Where I live in Michigan, sunrise this time of year is about 8:10 AM, while sunset is around 5:20 PM. Centered on the winter solstice, a graph of sunrise and sunset through the year looks like this (sans Daylight Savings Time):
A close look suggests a couple oddities. First, even though Earth's orbit is more or less circular (eccentricity 0.017), the curves don't look quite like sine waves; the sunset curve looks flattened on the right (winter and spring), while sunrise looks flattened on the left (summer and fall). Second, the earliest sunset seems to happen before the latest sunrise. Let's check:
Sure enough, the latest sunrise is more than three weeks after the earliest sunset, and neither falls on the winter solstice.

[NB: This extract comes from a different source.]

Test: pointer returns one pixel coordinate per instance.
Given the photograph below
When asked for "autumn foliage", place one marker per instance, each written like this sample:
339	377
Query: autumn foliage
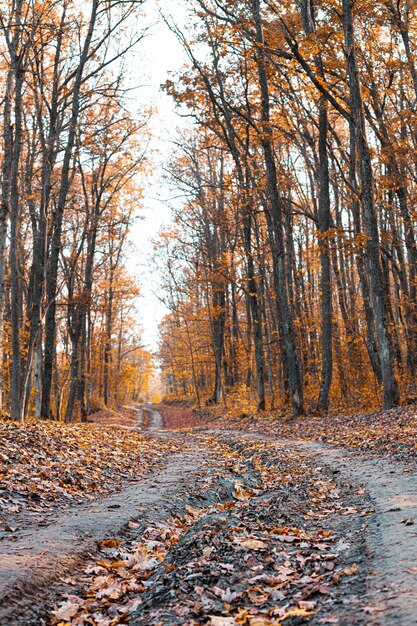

This asynchrony is due to the rotation of the solar terminus. Even though days are getting shorter as Earth's axis tilts away from the sun, at its furthest extreme the day-to-day change in hours of daylight is small. At some point (December 9th), sunset time is impacted less by Earth's tilt than by the solar terminus moving away from us, so sunset gets later even though we haven't reached the winter solstice.
The delay in latest sunrise is caused by the same phenomenon. Even though we've already passed the shortest day, hours of daylight is still changing so little from axial tilt that movement of the solar terminus dominates. Eventually (on January 3rd), the lengthening daylight caused by tipping back toward the sun overcomes spin of the solar terminus, and sunrise begins to get earlier again.
Though most of the year the rotation of the solar terminus has less influence than the changing tilt of the Earth, you can still see its impact in the skewed shapes of the curves. The sunset curve is pushed left, flattening it on the right, while the sunrise curve is pushed right, flattened on the left.